Reklama

Imponująca metamorfoza Charlize Theron

Film "Gorący temat" to jedna z najgłośniejszych premier ostatnich miesięcy. Wśród odtwórczyń głównych ról podziwiać możemy Charlize Theron, która na potrzeby produkcji przeszła imponującą metamorfozę.

Film "Gorący temat" to jedna z najgłośniejszych premier ostatnich miesięcy. Wśród odtwórczyń głównych ról podziwiać możemy Charlize Theron, która na potrzeby produkcji przeszła imponującą metamorfozę.
Charlize Theron (L) i jej ekranowa kreacja w "Gorącym temacie" (P) /Frazer Harrison /Getty Images

Na ekranach polskich kin kilka dni temu zadebiutował długo wyczekiwany film "Gorący temat". Opowiada on o skandalu w telewizji Fox News z udziałem twórcy medialnego imperium Rogera Ailesa, który dopuścił się szeregu seksualnych nadużyć względem swoich pracownic. Produkcja, w której główne role zagrały Charlize Theron, Nicole Kidman i Margot Robbie, przedstawia historię dziennikarek, które przeciwstawiły się przemocy i doprowadziły do upadku okrytego złą sławą dyrektora telewizyjnej stacji.

Jednym z najchętniej komentowanych w mediach elementów głośnego filmu w reżyserii Jaya Roacha jest imponująca charakteryzacja odtwórczyń głównych ról. Największe wrażenie robi niewątpliwie metamorfoza Charlize Theron, która na ekranie nie przypomina samej siebie. Wygląda za to niemal identycznie, jak postać, w którą się wciela. Zagrała ona Megyn Kelly - wieloletnią prezenterkę Fox News, która jako jedna z pierwszych dziennikarek zgłosiła nadużycia Ailesa.

Reklama

"Charlize naprawdę nie chciała widzieć siebie w lustrze. Uzyskanie maksymalnego podobieństwa do Kelly było dla niej bardzo ważne. Miało to pomóc jej i widzom w prawdziwym wejściu w tę historię" - wyjaśnia w rozmowie z "Huffington Post" słynny charakteryzator Kazu Hiro, odpowiedzialny za transformację Theron.
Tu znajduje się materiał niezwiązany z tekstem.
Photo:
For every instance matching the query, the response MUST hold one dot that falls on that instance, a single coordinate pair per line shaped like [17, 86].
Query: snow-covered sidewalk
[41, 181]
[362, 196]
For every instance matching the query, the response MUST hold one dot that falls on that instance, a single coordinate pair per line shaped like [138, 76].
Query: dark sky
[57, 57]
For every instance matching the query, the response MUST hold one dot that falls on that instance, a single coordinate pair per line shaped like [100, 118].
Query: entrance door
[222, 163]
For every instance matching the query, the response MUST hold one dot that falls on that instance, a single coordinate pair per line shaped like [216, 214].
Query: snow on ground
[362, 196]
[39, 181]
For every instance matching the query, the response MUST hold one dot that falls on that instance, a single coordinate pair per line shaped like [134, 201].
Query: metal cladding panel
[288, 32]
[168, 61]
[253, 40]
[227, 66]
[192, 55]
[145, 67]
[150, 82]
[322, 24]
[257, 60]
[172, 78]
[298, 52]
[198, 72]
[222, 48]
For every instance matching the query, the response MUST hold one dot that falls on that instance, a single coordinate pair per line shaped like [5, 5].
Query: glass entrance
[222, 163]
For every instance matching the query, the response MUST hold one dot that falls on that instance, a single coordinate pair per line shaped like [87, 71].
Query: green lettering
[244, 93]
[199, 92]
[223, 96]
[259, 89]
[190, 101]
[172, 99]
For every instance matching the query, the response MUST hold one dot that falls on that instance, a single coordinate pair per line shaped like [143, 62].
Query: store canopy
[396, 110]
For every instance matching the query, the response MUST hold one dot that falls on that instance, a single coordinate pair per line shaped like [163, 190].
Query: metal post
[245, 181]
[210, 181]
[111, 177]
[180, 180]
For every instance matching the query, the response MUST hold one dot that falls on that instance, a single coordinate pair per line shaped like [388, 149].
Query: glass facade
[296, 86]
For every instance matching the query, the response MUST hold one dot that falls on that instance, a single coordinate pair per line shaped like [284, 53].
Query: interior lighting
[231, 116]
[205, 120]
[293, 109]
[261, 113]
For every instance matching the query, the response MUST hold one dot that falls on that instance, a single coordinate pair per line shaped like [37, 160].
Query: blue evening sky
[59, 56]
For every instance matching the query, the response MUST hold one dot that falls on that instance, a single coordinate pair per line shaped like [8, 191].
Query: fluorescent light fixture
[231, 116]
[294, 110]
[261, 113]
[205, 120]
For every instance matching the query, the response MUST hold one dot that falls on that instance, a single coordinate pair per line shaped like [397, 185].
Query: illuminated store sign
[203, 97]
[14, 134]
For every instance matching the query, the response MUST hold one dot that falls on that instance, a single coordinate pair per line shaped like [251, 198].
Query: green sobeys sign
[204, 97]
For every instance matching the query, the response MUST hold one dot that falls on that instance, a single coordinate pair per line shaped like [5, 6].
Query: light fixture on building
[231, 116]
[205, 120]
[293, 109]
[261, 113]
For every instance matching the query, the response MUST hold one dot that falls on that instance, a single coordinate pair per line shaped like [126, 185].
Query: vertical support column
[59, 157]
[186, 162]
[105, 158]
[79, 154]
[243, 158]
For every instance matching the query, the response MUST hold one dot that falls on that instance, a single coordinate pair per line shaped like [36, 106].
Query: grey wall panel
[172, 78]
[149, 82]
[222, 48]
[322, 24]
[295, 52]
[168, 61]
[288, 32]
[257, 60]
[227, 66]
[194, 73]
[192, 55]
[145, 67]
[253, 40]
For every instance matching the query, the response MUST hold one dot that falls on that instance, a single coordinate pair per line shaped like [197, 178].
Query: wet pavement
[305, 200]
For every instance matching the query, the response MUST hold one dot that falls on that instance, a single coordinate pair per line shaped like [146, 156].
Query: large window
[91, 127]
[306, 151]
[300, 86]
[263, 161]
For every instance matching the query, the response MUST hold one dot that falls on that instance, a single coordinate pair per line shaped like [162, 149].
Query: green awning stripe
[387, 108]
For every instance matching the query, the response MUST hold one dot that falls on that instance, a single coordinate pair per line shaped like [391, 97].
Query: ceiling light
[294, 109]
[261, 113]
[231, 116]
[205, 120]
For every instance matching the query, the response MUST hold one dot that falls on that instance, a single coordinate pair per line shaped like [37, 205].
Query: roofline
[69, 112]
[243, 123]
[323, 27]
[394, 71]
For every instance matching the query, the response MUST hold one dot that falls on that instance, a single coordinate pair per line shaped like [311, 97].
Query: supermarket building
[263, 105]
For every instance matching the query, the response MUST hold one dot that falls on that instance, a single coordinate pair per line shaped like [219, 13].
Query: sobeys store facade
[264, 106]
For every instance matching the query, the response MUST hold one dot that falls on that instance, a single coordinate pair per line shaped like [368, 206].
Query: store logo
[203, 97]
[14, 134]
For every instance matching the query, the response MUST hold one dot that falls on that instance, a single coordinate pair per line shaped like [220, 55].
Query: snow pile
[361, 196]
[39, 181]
Przygotowanie charakteryzacji trwało około sześciu tygodni. W tym czasie Hiro wykonał skan 3D głowy aktorki, a następnie przestudiował zdjęcia i nagrania zarówno z udziałem Theron, jak i Kelly, aby poznać kluczowe cechy ich wyglądu oraz dzielące je różnice.
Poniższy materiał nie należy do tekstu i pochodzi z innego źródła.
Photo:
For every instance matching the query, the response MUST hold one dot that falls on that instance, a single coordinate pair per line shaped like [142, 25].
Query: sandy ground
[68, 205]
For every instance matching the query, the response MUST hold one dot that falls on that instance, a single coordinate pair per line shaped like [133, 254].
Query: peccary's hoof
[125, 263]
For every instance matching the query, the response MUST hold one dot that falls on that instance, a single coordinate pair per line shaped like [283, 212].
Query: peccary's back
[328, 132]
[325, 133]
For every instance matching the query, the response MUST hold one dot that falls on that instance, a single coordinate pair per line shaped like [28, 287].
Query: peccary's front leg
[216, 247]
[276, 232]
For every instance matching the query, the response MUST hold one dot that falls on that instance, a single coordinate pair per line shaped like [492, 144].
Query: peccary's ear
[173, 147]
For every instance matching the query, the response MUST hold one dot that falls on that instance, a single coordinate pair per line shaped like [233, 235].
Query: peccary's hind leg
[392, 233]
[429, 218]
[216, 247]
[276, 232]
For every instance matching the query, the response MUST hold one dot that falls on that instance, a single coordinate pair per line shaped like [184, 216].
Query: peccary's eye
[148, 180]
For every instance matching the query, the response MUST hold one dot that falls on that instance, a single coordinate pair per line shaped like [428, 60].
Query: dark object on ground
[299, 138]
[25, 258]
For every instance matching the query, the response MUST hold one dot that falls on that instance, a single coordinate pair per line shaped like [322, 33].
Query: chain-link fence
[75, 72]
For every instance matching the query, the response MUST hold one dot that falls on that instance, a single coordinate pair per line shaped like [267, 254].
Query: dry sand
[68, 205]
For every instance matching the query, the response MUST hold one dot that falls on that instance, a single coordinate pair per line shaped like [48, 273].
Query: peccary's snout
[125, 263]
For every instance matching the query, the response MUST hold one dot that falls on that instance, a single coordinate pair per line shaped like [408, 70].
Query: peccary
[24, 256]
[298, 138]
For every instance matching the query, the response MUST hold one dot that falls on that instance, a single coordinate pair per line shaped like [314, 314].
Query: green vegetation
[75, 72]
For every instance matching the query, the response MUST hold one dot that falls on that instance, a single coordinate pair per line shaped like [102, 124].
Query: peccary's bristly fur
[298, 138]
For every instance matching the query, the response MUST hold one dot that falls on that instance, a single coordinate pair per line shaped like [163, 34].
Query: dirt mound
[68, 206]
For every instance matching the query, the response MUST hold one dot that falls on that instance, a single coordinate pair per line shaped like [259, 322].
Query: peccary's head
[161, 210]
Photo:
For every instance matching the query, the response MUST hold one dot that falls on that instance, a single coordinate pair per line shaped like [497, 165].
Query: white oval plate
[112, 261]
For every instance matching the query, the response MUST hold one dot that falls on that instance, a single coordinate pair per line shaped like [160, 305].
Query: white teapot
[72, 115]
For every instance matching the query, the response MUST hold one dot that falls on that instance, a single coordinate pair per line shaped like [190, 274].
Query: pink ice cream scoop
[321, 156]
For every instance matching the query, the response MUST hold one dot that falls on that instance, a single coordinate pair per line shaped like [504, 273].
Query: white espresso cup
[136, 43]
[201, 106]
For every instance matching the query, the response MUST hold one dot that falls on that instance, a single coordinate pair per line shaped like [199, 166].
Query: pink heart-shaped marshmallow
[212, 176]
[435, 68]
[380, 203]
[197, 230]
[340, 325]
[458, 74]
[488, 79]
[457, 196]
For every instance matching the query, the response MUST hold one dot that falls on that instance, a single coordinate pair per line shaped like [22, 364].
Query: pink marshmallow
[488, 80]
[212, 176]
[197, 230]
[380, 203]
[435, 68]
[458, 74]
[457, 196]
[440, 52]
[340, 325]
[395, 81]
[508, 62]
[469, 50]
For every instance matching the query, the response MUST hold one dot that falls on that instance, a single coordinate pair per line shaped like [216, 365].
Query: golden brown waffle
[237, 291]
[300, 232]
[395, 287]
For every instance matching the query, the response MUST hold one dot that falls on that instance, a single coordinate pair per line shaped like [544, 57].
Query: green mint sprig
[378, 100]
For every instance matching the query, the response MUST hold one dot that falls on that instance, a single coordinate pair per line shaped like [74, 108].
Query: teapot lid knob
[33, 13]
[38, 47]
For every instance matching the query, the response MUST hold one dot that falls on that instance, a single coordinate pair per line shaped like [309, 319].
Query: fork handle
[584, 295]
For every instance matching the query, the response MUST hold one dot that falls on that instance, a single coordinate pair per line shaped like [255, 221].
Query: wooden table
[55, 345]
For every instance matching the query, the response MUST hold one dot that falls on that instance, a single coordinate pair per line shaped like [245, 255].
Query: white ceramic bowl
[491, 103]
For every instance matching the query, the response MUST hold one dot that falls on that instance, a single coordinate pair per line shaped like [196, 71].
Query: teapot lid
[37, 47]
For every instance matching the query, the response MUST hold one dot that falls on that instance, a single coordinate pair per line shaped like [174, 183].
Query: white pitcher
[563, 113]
"Dużym wyzwaniem było to, że wszyscy wiedzą, jak obie panie wyglądają" - zaznacza Hiro. "Gdyby więc makijaż tylko w połowie oddawał wygląd bohaterki filmu, ludzie pomyśleliby, że Charlize po prostu ma coś na twarzy i że nie wygląda to wiarygodnie. Musieliśmy więc przebyć długą drogę. Chciałem też, aby sam makijaż był możliwie jak najdelikatniejszy, ponieważ im więcej rzeczy nakłada się na twarz, tym trudniej jest grać. Cały proces charakteryzacji zredukowałem do najważniejszych elementów" - wyjaśnia.

Kluczowym było nadanie szczęce Theron kwadratowego, lekko kanciastego kształtu, jaki ma szczęka Kelly. Ponadto pracowano nad tym, by optycznie zmniejszyć naturalnie duże oczy aktorki. Bodaj najbardziej widoczną zmianą, jaka zaszła w wyglądzie gwiazdy, jest jednak kształt nosa.

"Megyn ma znacznie większe nozdrza, więc za pomocą drukarki 3D zrobiłem specjalne zatyczki. Noszenie czegoś w nosie jest oczywiście niezbyt komfortowe, ale starałem się, aby było to jak najbardziej wygodne dla Charlize. To było wyzwanie, ponieważ nie chciałem, żeby całość wyglądała komicznie. Efekt musiał być subtelny i realistyczny" - wyznaje Hiro. Biorąc pod uwagę zachwyty nad charakteryzacją Theron, cel został osiągnięty.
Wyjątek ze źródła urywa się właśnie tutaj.